Timothy Egan puts that a different way:
A wounded bear is a dangerous thing. Detested and defeated, Donald Trump is now in a tear-the-country-down rage. Day after day, he rips at the last remaining threads of decency holding this nation together. His opponent is the devil he says – hate her with all your heart. Forget about the rule of law. Lock her up!
This is not okay:
He’s made America vile. He’s got angel-voiced children yelling “bitch” and flipping the bird at rallies. He’s got young athletes chanting “build a wall” at Latino kids on the other side. He’s made it okay to bully and fat-shame. He’s normalized perversion, bragging about how an aging man with his sense of entitlement can walk in on naked women.
Here’s his lesson for young minds: If you’re rich and boorish enough, you can get away with anything. Get away with sexual assault.

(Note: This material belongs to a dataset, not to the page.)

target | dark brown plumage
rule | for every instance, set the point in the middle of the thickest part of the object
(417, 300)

Get away with not paying taxes. Get away with never telling the truth. Get away with flirting with treason. Get away with stiffing people who work for you, while you take yours. Get away with mocking the disabled, veterans and families of war heroes.
You know this by now – all the sordid details. For much of the last year, the Republican presidential nominee has been a freak show, an oh-my-God spectacle. He opens his mouth, our cellphones blow up. But now, in the final days of a horrid campaign, an unshackled Trump is more national threat than punch line. He’s determined to cause lasting damage.
And he could do that:
Civility, always a tenuous thing, cannot be quickly restored in a society that has learned to hate in public, at full throttle.
Trump has made compassion suspect. Don’t reach out to starving refugees – they’re killers in disguise. Don’t give to a charity that won’t reward you in some way. Don’t pay taxes that build roads and offer relief to those washed away in a hurricane. That’s a sucker’s game. We’re not all in this together. Taxes are for stupid people.
Every sexual predator now has a defender at the top of the Republican ticket…
So it has come to this: The core lessons that bind a civilized society are in play in the last days of this election. We long for family dinners where Trump no longer intrudes, for tailgate parties where football is all that matters, for normalcy. Remember those days? They may be gone forever.
That is definitely not okay. Hillary may watch Trump periodically burst into flames, from a distance, not saying a word, for political reasons – his self-immolation means she’ll win this thing. Liberals may enjoy their told-you-so schadenfreude, smug that they know what that odd word actually means. But Trump’s final and laughable scorched-earth campaign is a problem. In the end, all that’s left is scorched earth. That’s not okay at all.